In this paper, we develop an online predefined time-convergent reinforcement learning architecture to solve the optimal predefined-time stabilization problem. Specifically, we introduce the problem of optimal predefined-time stabilization to construct feedback controllers that guarantee closed-loop system predefined-time stability while optimizing a given performance measure. The predefined time stability of the closed-loop system is established via a Lyapunov function satisfying a differential inequality while simultaneously serving as a solution to the steady-state Hamilton–Jacobi–Bellman equation ensuring optimality. Given that the Hamilton–Jacobi–Bellman equation is generally difficult to solve, we develop a critic-only reinforcement learning-based algorithm to learn the solution to the steady-state Hamilton–Jacobi–Bellman equation in predefined time. In particular, a non-Lipschitz experience replay-based learning law utilizing recorded and current data is introduced for updating the critic weights to learn the value function.

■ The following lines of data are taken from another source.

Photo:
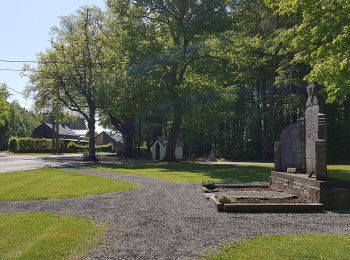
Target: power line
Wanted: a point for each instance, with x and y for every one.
(21, 102)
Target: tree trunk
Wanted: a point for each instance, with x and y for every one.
(92, 147)
(128, 132)
(173, 137)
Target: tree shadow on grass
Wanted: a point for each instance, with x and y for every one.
(339, 175)
(193, 172)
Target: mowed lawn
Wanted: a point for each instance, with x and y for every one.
(195, 173)
(306, 246)
(46, 236)
(50, 183)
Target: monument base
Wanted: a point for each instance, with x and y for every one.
(332, 194)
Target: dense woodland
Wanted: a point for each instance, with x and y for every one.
(221, 75)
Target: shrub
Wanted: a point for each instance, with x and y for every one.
(226, 199)
(209, 184)
(73, 147)
(13, 144)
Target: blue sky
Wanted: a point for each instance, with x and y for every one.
(24, 31)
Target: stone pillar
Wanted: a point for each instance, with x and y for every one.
(311, 126)
(277, 156)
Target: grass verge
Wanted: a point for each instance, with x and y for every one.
(306, 246)
(50, 183)
(46, 236)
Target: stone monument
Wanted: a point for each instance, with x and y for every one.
(301, 155)
(315, 142)
(212, 157)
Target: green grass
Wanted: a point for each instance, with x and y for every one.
(305, 246)
(52, 183)
(191, 172)
(46, 236)
(339, 172)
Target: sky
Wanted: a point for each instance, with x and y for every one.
(25, 31)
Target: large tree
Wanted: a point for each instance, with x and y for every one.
(70, 70)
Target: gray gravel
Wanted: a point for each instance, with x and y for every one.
(164, 220)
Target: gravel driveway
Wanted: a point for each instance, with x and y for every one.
(165, 220)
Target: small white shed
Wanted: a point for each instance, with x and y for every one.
(159, 148)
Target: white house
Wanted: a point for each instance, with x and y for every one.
(159, 148)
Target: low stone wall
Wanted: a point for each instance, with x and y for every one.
(307, 189)
(333, 194)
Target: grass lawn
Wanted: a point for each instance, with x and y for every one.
(50, 183)
(287, 247)
(195, 173)
(46, 236)
(191, 172)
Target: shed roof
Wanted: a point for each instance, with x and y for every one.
(115, 136)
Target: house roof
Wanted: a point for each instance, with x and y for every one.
(63, 129)
(115, 136)
(164, 141)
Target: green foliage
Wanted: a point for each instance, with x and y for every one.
(13, 146)
(56, 236)
(4, 106)
(27, 145)
(21, 122)
(55, 184)
(305, 246)
(73, 147)
(209, 184)
(104, 148)
(226, 199)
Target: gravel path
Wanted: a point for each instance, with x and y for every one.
(164, 220)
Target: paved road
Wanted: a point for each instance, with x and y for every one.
(10, 163)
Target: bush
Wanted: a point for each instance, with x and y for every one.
(226, 199)
(13, 144)
(73, 147)
(209, 184)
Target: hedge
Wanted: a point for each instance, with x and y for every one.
(28, 145)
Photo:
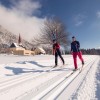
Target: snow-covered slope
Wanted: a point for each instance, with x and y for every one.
(32, 78)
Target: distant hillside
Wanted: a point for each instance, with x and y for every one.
(7, 38)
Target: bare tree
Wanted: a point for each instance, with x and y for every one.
(52, 27)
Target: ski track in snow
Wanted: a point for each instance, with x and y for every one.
(35, 80)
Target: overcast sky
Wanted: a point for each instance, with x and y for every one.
(81, 17)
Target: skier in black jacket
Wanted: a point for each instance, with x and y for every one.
(75, 50)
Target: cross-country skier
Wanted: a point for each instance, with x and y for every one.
(75, 50)
(57, 52)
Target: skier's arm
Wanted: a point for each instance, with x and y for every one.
(71, 49)
(78, 44)
(53, 50)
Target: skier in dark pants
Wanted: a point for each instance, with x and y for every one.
(57, 52)
(75, 50)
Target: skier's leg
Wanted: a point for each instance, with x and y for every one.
(59, 53)
(56, 59)
(75, 59)
(80, 57)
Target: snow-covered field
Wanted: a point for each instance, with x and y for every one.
(33, 78)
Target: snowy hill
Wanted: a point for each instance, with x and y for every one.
(32, 78)
(7, 38)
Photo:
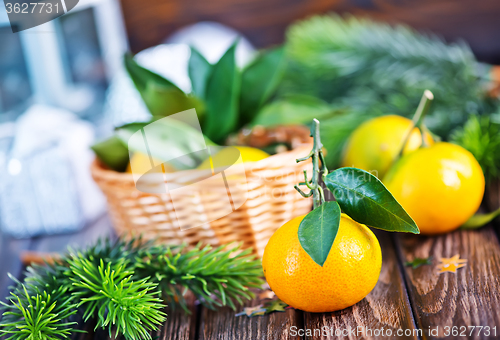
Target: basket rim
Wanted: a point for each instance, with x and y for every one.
(100, 170)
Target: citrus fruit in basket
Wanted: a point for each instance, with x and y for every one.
(224, 157)
(350, 272)
(440, 186)
(375, 144)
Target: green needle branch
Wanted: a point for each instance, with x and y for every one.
(124, 286)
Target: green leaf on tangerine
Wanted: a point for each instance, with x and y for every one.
(318, 230)
(366, 200)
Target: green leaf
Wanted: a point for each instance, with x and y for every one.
(296, 109)
(165, 101)
(260, 80)
(161, 96)
(366, 200)
(222, 96)
(199, 70)
(318, 230)
(113, 152)
(170, 140)
(479, 220)
(417, 262)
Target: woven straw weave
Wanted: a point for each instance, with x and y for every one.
(271, 199)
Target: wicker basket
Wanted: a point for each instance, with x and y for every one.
(271, 199)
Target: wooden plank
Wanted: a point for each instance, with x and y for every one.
(222, 324)
(180, 325)
(386, 308)
(468, 298)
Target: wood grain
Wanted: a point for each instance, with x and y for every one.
(149, 22)
(224, 325)
(468, 298)
(387, 307)
(180, 325)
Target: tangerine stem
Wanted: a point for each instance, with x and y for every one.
(317, 157)
(418, 118)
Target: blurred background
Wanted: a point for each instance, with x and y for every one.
(63, 85)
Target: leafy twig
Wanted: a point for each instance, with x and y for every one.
(316, 191)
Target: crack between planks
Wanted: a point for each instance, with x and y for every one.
(411, 302)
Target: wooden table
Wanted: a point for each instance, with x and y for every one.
(405, 300)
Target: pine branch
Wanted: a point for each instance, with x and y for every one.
(217, 277)
(119, 284)
(40, 308)
(373, 68)
(133, 307)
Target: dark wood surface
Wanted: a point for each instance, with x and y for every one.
(263, 22)
(404, 299)
(471, 297)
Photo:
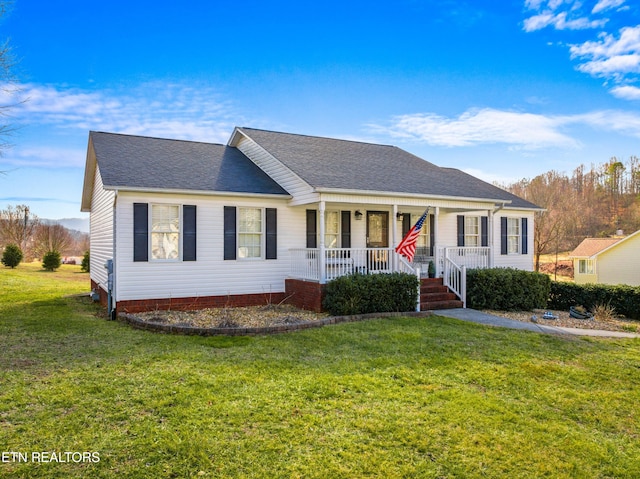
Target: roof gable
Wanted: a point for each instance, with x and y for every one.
(137, 162)
(351, 165)
(593, 246)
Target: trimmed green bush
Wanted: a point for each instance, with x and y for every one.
(624, 299)
(11, 256)
(51, 261)
(372, 293)
(507, 289)
(84, 267)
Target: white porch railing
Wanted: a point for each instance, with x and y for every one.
(455, 278)
(305, 262)
(471, 257)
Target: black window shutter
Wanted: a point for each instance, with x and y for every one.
(460, 230)
(140, 232)
(189, 232)
(484, 231)
(272, 233)
(312, 229)
(230, 232)
(345, 239)
(432, 234)
(503, 235)
(406, 223)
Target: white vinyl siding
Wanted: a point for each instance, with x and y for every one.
(101, 226)
(210, 275)
(621, 263)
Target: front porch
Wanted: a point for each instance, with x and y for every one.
(323, 265)
(317, 266)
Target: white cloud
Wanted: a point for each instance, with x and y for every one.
(153, 109)
(485, 126)
(524, 131)
(626, 92)
(610, 56)
(603, 5)
(560, 22)
(45, 157)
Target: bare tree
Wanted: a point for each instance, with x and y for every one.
(51, 237)
(7, 82)
(17, 226)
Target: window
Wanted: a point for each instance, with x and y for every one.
(471, 231)
(250, 229)
(586, 266)
(165, 232)
(332, 229)
(513, 235)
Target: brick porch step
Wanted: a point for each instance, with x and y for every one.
(435, 295)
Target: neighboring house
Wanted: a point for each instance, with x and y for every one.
(608, 260)
(273, 215)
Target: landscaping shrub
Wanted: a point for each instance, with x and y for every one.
(373, 293)
(507, 289)
(84, 267)
(624, 299)
(12, 256)
(51, 261)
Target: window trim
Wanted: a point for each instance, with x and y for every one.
(586, 266)
(262, 233)
(151, 234)
(518, 236)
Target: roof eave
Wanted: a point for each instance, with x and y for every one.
(410, 195)
(177, 191)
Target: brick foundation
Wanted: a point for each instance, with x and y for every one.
(192, 303)
(103, 294)
(304, 294)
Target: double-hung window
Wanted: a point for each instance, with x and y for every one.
(513, 235)
(471, 231)
(332, 229)
(586, 266)
(165, 232)
(250, 232)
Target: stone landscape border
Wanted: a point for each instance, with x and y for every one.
(138, 323)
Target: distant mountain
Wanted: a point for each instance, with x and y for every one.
(77, 224)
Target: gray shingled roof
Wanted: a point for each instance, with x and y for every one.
(127, 161)
(352, 165)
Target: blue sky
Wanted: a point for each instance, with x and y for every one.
(504, 90)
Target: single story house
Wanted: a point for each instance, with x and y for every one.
(272, 215)
(608, 260)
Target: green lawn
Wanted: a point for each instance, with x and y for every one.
(432, 398)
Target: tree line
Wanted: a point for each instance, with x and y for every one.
(35, 237)
(599, 201)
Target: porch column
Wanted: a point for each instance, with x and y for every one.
(436, 236)
(321, 248)
(394, 237)
(490, 240)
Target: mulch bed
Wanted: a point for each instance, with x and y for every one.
(564, 320)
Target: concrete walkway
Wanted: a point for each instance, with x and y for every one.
(474, 316)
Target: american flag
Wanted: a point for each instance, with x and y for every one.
(407, 246)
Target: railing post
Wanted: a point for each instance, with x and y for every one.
(463, 286)
(419, 287)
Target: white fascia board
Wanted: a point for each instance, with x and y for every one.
(410, 195)
(195, 192)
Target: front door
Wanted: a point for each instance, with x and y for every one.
(377, 229)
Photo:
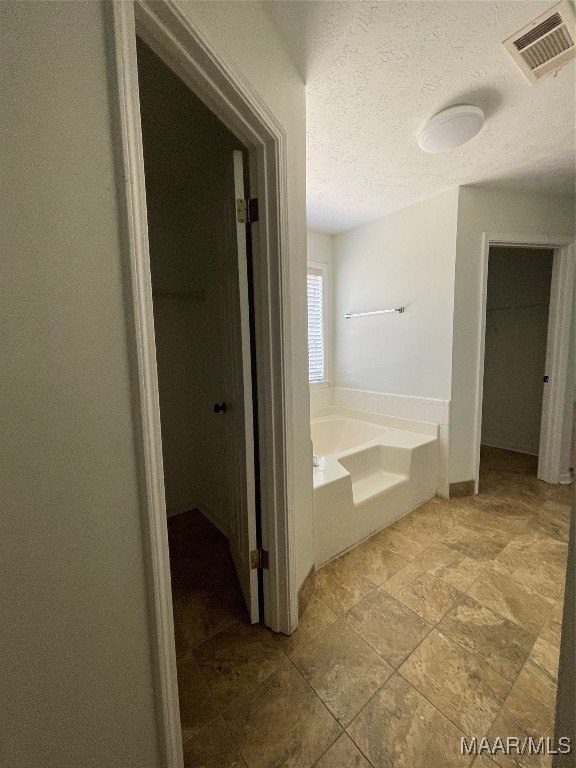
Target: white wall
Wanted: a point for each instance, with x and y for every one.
(517, 306)
(403, 259)
(77, 682)
(487, 210)
(189, 175)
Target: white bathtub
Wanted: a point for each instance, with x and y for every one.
(371, 470)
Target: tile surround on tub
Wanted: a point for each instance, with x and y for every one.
(429, 409)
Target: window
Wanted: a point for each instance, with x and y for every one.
(316, 324)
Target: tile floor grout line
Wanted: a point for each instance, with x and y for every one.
(323, 704)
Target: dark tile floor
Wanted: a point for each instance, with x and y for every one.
(445, 624)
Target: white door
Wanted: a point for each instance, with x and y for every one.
(238, 473)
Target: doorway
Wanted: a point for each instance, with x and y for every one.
(202, 309)
(516, 334)
(555, 425)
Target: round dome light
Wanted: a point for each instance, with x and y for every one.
(451, 128)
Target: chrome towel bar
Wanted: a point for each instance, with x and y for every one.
(348, 315)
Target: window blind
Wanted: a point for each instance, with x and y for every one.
(315, 326)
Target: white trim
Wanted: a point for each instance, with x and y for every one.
(149, 424)
(553, 417)
(231, 97)
(560, 307)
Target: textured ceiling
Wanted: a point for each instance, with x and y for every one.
(376, 71)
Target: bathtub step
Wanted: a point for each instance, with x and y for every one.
(370, 484)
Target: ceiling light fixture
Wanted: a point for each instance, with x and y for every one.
(451, 128)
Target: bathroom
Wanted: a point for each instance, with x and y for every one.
(380, 384)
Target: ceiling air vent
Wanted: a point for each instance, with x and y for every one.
(546, 44)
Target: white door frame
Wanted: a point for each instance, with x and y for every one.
(561, 300)
(184, 47)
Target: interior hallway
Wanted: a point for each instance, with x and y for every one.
(446, 624)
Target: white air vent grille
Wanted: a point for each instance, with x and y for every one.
(546, 45)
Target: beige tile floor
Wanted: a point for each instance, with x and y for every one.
(446, 624)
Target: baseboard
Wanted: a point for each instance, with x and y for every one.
(306, 591)
(464, 488)
(527, 451)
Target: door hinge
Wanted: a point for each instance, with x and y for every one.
(247, 210)
(259, 558)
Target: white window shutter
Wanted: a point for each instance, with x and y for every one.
(315, 326)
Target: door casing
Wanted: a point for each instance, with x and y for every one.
(561, 307)
(230, 96)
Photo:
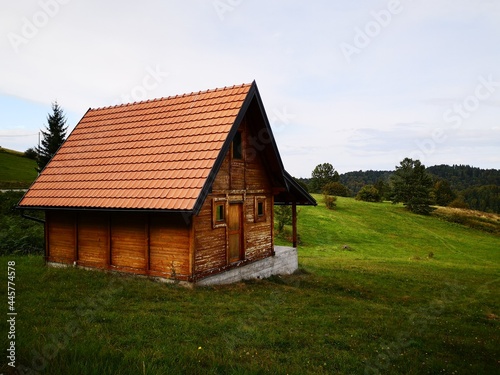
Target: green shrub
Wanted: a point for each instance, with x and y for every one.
(17, 234)
(330, 201)
(368, 193)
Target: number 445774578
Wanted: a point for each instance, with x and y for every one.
(11, 293)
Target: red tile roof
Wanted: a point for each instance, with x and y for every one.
(156, 154)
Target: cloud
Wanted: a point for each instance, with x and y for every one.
(365, 114)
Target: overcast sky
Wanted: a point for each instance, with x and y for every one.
(359, 84)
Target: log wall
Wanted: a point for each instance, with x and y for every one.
(237, 181)
(150, 244)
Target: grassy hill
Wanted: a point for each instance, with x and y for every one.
(379, 290)
(16, 171)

The non-Lipschitz property of the dynamics and letting the learning rate as a function of the predefined time gives rise to predefined-time convergence, while the experience replay-based approach eliminates the need to satisfy the persistence of excitation condition as long as the recorded data set is sufficiently rich. Finally, an illustrative numerical example is provided to demonstrate the efficacy of the proposed approach.